Can Chuck Hagel Stop the Pentagon Juggernaut?

by Eric Margolis

Recently by Eric Margolis: Which New War To Fight?

Secretary of Defense is the second most important and the toughest job in the US government after President.

Since the 9/11 attacks, US foreign policy has become highly militarized. The Pentagon today dominates US relations with the rest of the world, not the State Department or CIA.

The Pentagon's 2013 total budget will be $800 billion when all programs, including "black" projects, are included.

This mammoth sum represents almost 50% of the world's total military spending. Add close US allies in Europe, the Mideast, and Asia, and the figure is 80%.

Contrary to what most Americans believe, the US Defense Department is not really about defense of America's shores, but about offensive operations abroad. The US has some 1,000 bases and powerful air, naval and land forces scattered across the globe enforcing the Pax Americana.

Americans are relentlessly bombarded by media and Republicans about alleged dire threats from abroad, conjuring still raw memories of 9/11, though evidence is scanty or absent.

But something remarkable has just occurred in Washington, a place that rarely produces much good news.

President Barack Obama, now in his last term and freed of many political constraints, has challenged powerful vested special interests by naming former US Republican Senator and decorated war veteran Chuck Hagel as Secretary of Defense. Hagel, wounded twice in Vietnam, is the first former enlisted man to head the Pentagon.

On taking office, Hagel called on the US to resume being a "force for good" in the world and avoid "dictating" to other nations. These were breathtaking words after all the Republican claims of "American exceptionalism" – code for world domination.

Washington is notorious for grinding down men in office and thwarting their hopes. The nation's capitol and particularly Congress have been deeply corrupted by special interest money.

Hagel's nomination caused a firestorm among Congressional Republicans who accused Hagel of everything from being anti-Israel and pro-Iranian to accepting money from North Korea.

The former Nebraska senator was slandered, defamed and vilified by fellow Republicans. It was as sickening a display of hypocrisy and pandering as this veteran journalist (and army veteran) has seen.
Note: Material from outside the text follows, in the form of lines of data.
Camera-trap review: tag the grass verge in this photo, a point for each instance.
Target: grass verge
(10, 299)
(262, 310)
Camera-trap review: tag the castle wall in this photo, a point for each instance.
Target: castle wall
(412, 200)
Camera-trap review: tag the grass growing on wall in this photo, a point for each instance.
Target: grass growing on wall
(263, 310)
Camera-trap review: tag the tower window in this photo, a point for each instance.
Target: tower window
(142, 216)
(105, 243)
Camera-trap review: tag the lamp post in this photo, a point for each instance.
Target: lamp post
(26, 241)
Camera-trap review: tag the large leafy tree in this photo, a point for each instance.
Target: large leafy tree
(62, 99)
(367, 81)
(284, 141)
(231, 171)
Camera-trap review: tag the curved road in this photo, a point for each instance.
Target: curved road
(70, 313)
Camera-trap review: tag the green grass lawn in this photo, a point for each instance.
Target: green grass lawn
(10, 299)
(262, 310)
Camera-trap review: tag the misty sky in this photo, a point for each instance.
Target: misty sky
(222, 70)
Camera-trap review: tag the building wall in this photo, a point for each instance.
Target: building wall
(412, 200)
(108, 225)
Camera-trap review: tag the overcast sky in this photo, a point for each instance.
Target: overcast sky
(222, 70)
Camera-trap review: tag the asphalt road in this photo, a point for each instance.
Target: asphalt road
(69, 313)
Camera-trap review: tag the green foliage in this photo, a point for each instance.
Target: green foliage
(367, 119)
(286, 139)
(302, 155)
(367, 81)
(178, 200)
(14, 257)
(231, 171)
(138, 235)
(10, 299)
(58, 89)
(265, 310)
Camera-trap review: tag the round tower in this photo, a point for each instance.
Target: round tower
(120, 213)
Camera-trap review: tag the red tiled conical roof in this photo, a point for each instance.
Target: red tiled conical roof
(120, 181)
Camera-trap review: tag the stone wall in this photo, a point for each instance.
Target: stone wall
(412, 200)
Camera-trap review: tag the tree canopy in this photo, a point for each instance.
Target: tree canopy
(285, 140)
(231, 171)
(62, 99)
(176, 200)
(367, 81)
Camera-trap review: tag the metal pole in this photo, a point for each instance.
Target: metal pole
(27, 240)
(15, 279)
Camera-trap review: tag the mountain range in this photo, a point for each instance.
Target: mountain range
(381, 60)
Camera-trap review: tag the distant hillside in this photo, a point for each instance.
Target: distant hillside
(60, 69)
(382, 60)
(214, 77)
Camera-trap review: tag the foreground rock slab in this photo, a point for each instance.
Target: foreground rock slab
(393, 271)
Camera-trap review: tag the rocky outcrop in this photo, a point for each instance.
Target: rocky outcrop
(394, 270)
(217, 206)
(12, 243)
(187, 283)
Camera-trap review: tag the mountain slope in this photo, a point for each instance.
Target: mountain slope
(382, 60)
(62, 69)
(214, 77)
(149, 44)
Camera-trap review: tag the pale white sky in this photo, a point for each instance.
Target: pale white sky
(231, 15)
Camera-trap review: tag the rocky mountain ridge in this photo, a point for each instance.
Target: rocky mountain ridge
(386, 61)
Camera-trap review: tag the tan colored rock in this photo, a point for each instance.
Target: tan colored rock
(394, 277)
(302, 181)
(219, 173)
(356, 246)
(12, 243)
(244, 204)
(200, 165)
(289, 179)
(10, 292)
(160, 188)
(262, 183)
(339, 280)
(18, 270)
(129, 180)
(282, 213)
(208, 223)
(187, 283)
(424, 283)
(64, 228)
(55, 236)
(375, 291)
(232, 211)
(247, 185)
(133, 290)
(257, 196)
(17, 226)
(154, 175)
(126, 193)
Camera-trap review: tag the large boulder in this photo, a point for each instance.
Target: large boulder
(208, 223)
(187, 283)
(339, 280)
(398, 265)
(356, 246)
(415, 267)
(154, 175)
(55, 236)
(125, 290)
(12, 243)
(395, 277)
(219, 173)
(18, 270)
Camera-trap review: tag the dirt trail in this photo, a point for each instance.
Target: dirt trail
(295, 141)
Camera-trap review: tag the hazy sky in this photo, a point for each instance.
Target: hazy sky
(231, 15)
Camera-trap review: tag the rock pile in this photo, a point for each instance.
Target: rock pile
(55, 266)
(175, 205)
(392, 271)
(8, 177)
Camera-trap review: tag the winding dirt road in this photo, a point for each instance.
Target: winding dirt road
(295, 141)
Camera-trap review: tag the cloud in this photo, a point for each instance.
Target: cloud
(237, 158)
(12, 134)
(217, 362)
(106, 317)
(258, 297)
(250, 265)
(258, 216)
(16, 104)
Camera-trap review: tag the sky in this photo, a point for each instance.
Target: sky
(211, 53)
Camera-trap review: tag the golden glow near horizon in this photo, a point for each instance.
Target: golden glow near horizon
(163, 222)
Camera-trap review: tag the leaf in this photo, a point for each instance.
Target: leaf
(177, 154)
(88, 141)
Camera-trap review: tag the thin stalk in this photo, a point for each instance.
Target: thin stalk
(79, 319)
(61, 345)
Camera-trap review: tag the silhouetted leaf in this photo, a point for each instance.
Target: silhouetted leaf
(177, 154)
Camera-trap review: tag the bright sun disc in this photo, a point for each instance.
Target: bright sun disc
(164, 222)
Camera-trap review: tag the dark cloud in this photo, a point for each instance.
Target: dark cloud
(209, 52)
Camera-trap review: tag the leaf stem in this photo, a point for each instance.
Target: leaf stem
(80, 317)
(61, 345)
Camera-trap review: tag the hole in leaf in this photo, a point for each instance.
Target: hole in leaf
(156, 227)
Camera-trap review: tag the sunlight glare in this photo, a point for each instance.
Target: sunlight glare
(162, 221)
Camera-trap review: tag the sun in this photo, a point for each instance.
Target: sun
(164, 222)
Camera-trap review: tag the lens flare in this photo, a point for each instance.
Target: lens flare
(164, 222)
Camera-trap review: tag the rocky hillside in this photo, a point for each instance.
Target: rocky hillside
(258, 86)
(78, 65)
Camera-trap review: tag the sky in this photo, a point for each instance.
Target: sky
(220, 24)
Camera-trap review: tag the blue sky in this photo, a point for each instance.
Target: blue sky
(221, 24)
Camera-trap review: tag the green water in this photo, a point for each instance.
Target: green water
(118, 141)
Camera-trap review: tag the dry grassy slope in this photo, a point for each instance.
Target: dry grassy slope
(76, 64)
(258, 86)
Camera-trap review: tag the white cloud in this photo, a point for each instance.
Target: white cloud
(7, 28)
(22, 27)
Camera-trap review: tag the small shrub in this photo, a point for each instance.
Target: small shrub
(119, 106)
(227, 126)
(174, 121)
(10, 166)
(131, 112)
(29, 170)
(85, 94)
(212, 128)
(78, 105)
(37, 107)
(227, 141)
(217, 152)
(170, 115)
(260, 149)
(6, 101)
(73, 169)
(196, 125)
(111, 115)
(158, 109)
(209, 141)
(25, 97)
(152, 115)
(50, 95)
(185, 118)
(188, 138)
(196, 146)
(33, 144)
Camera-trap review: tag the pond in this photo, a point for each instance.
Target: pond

Verbally warlike senators and congressmen who had dodged national service during the Vietnam War (we call them "chickenhawks") had the nerve to accuse decorated veteran Hagel of being unpatriotic for opposing the disastrous US war against Iraq and for failing to advocate war against Iran.

Behind all this, of course, was the hugely powerful pro-Israel lobby. In official Washington, it is taboo to even say there is an Israel lobby, though in reality everyone knows it dictates Mideast policy to Congress.

When accused some years ago of being insufficiently pro-Israel, the tough-talking Hagel shot back that he was a senator from the US, not Israel. This flaming heresy forever branded Hagel an enemy to the pro-Israel lobby and its ardent Republican supporters.

Obama's appointment of Chuck Hagel was also a stinging slap in the face to Israel's PM Benjamin Netanyahu, who had humiliated Obama and Vice President Joe Biden on numerous occasions and even worked with Republicans to defeat Obama in the last presidential elections.

Hagel must now fend off his foes in Congress and the media while wrestling with sharp cuts in military spending, layoffs of some of the 800,000 civilian Pentagon employees, and delays or cancellations of sacred cow weapons programs like the absurdly expensive F-35 fighter, new aircraft carriers, and anti-missile programs.

The US military-industrial complex has cleverly put arms plants in most US states, assuring that cuts in Pentagon spending will produce howls of national opposition from senators and congressmen.

Still, Secretary Hagel speaks for many moderate Americans, and even for members of the Pentagon and CIA, who want to end America's post-9/11 heavy-handed policies, stop the fear-mongering over so-called "terrorism," and use the mighty US armed forces to help people around the world.

That's the hope. But slowing down the Pentagon juggernaut will be very difficult. Reports say US special forces are now entering Niger and planning to stay on in Afghanistan. Anti-China fever is growing at a time when the US must work out a way to peacefully manage China's rising power.

Secretary Hagel will have his work cut out for him.